No, no solo se agitó.
¡Algo la estaba atacando!
Mi cabeza se giró bruscamente en la dirección de donde venía el ataque y, sin perder un solo segundo, señalé hacia allí.
—Siento múltiples presencias viniendo de allí.
Esteban me miró, con el ceño fruncido. Quise decir algo más, pero mi expresión cambió mientras apretaba la mano y retiraba rápidamente la niebla. Sin embargo, para mi absoluta sorpresa, la figura saltó hacia la niebla y, en lugar de atacarla, pareció dirigirse directamente hacia nosotros.
«¡Mierda!».
El corazón me dio un vuelco en el pecho mientras mi cuarto nodo temblaba.
En esa fracción de segundo, dejé de usar el cuarto nodo de inmediato, liberando la niebla de mi control.
El aire se espesó en el momento en que lo hice, pero justo cuando liberé la niebla, una luz cegadora salió disparada desde delante de mí, dirigiéndose directamente hacia mí.
Ni siquiera pude reaccionar a tiempo antes de que mi visión quedara cegada.
No reaccioné.

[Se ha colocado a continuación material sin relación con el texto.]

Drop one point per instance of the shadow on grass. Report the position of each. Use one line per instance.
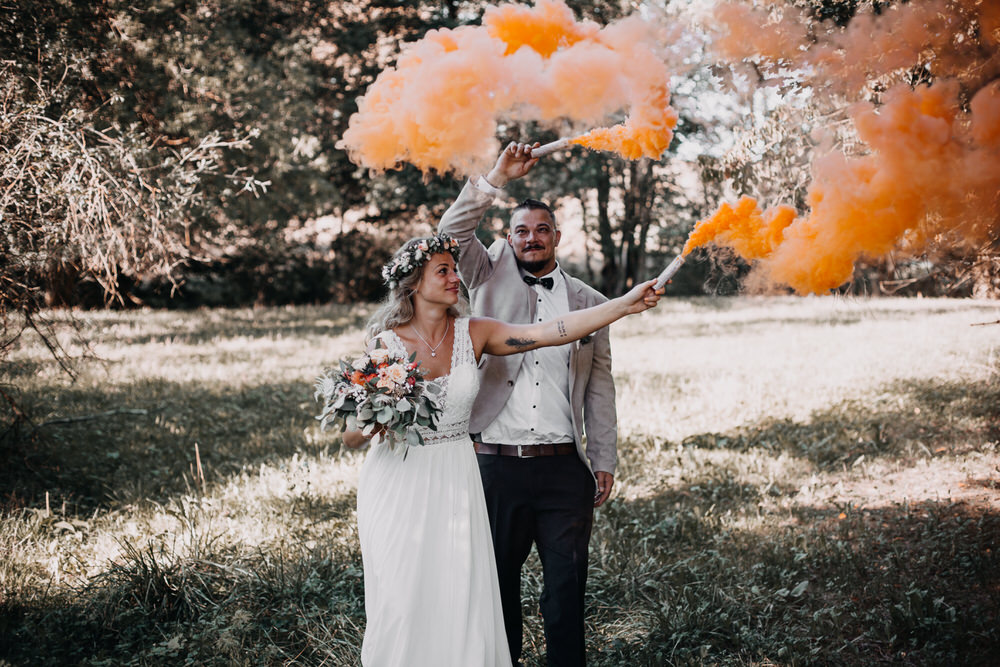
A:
(121, 328)
(908, 419)
(909, 585)
(121, 458)
(298, 606)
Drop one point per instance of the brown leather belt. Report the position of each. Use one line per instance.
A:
(526, 451)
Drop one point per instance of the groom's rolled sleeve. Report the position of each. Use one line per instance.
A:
(600, 416)
(460, 221)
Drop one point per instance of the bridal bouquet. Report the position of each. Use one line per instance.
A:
(381, 393)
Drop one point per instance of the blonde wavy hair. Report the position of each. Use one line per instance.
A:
(397, 308)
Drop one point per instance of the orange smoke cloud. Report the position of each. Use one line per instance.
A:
(438, 107)
(932, 176)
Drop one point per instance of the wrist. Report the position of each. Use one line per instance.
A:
(496, 179)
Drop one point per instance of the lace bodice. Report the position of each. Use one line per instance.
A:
(459, 387)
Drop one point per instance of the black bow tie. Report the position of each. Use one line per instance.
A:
(547, 283)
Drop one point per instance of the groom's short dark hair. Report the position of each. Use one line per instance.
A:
(534, 205)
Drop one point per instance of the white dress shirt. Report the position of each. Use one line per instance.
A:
(538, 410)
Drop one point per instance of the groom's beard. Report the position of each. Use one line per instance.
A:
(532, 267)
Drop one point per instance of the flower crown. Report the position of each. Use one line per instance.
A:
(414, 254)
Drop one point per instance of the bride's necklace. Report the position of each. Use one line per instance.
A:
(433, 348)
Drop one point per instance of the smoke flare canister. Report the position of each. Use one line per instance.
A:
(668, 272)
(546, 149)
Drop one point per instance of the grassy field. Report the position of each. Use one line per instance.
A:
(801, 481)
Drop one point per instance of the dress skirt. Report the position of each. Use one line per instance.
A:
(431, 592)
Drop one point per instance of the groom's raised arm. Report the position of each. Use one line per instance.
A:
(463, 216)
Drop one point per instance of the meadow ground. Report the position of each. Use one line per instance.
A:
(801, 481)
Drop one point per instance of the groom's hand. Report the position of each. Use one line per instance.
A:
(514, 162)
(605, 481)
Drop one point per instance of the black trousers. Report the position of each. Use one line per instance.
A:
(549, 502)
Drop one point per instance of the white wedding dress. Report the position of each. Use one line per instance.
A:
(431, 592)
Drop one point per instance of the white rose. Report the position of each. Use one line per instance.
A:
(379, 356)
(395, 374)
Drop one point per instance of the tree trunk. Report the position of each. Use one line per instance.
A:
(609, 272)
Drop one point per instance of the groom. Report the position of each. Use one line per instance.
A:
(541, 483)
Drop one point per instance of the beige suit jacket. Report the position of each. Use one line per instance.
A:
(496, 290)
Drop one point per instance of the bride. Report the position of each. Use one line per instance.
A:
(431, 592)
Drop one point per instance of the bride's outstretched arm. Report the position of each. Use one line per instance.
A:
(502, 338)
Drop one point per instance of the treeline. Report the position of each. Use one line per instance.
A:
(182, 153)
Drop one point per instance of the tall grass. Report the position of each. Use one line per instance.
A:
(801, 481)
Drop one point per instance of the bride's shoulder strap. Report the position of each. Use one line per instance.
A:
(463, 340)
(387, 339)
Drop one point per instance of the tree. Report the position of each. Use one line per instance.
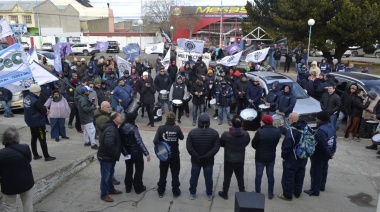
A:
(338, 23)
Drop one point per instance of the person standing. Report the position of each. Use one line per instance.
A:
(86, 112)
(16, 172)
(169, 133)
(293, 172)
(34, 116)
(109, 151)
(133, 144)
(265, 143)
(330, 102)
(59, 111)
(325, 138)
(202, 144)
(234, 142)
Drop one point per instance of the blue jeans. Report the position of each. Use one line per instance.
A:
(7, 107)
(220, 113)
(107, 169)
(207, 172)
(259, 174)
(58, 128)
(195, 111)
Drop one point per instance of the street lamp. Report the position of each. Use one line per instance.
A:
(310, 22)
(171, 32)
(140, 23)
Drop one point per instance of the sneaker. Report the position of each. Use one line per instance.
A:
(192, 196)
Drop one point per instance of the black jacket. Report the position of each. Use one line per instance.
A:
(170, 133)
(131, 139)
(109, 143)
(234, 142)
(15, 169)
(265, 143)
(330, 103)
(203, 142)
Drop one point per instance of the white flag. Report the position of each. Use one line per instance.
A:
(257, 56)
(232, 60)
(191, 45)
(166, 61)
(40, 76)
(154, 48)
(123, 65)
(5, 29)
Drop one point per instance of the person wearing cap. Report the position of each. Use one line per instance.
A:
(223, 97)
(134, 145)
(234, 141)
(177, 92)
(325, 139)
(34, 116)
(163, 82)
(356, 109)
(169, 133)
(293, 173)
(265, 142)
(330, 102)
(86, 112)
(241, 93)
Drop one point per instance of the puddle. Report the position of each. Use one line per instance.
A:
(361, 199)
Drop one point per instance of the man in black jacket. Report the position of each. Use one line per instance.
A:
(265, 143)
(330, 102)
(169, 133)
(16, 172)
(109, 152)
(234, 142)
(325, 137)
(293, 167)
(202, 144)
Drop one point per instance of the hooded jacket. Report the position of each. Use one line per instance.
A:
(110, 145)
(203, 142)
(234, 142)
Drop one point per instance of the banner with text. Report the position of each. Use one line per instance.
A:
(13, 65)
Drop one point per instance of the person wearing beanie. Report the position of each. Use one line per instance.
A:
(202, 144)
(265, 142)
(325, 139)
(234, 142)
(169, 133)
(293, 173)
(34, 116)
(134, 145)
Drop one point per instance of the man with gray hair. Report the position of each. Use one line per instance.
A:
(16, 172)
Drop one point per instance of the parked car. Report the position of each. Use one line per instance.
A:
(367, 82)
(85, 49)
(25, 45)
(113, 46)
(47, 47)
(306, 106)
(17, 102)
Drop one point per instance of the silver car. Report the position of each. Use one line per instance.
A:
(306, 106)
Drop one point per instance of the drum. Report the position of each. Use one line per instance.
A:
(213, 104)
(163, 95)
(248, 114)
(177, 102)
(133, 107)
(278, 120)
(376, 139)
(187, 97)
(162, 151)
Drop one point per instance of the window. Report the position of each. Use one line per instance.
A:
(27, 19)
(14, 18)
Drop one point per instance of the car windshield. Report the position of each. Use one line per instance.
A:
(297, 90)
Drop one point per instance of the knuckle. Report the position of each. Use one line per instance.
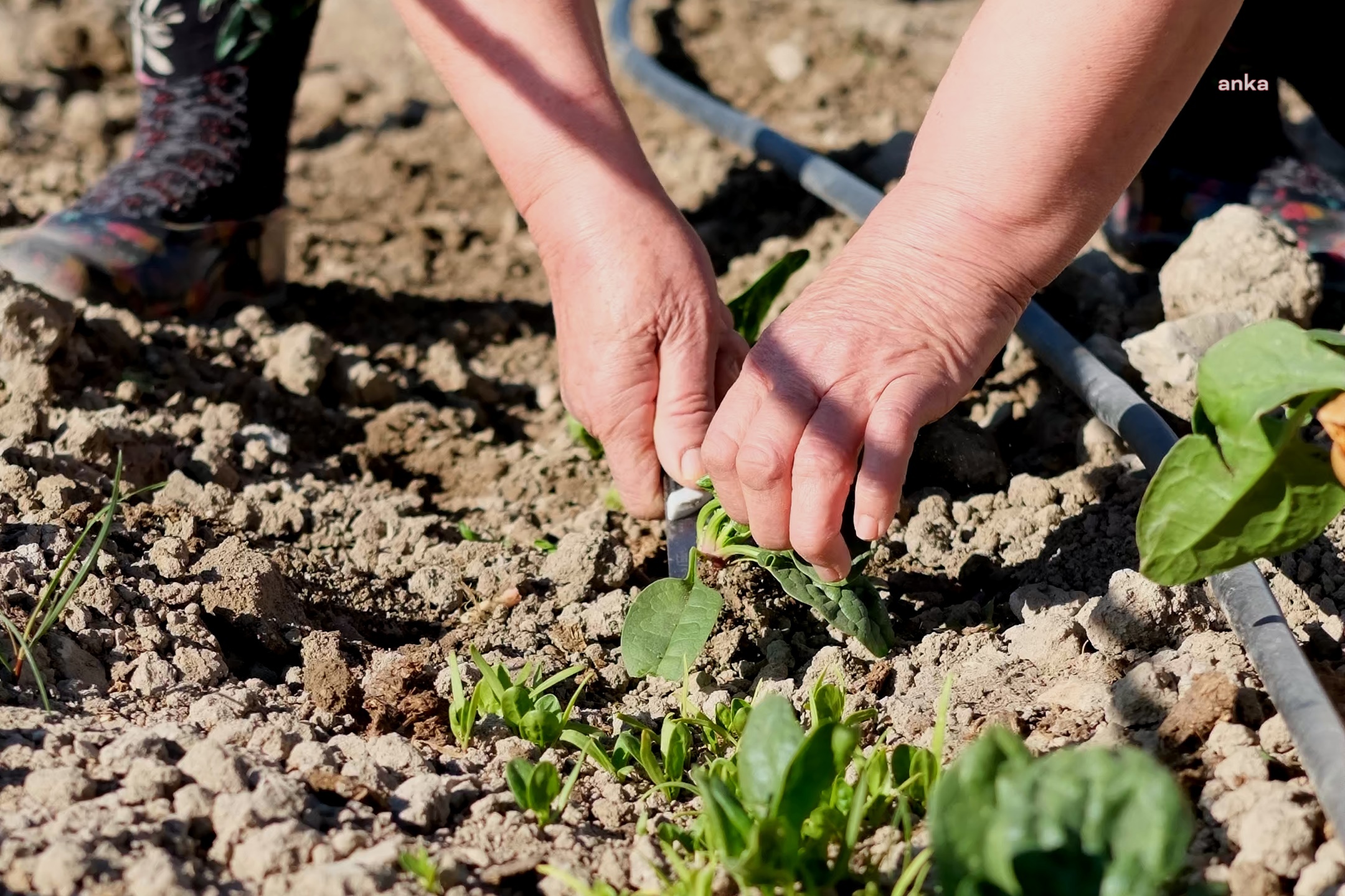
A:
(762, 466)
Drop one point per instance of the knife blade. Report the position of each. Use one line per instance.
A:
(681, 505)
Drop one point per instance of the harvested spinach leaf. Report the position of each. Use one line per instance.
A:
(751, 308)
(668, 626)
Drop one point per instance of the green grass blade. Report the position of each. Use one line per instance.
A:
(108, 520)
(27, 653)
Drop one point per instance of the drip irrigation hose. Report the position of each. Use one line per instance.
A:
(1247, 601)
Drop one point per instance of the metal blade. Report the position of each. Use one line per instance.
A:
(681, 506)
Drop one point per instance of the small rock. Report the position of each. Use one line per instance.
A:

No tuve tiempo de parpadear.
Para cuando me di cuenta de lo que había sucedido, una espada se detuvo justo al lado de mi garganta mientras una figura familiar se paraba frente a mí.
—… ¿Oh?
Su pelo dorado ondeaba suavemente mientras se giraba para mirarme. Tras un breve instante, sus labios se curvaron lentamente en una sonrisa tranquila y serena.
—Eres tú. No esperaba que estuvieras aquí.
Su espada permaneció cerca de mi garganta.
No…
Más bien, parecía acercarse más a ella. Casi hasta el punto de tocarla.
—… ¿Fuiste tú el responsable de la niebla?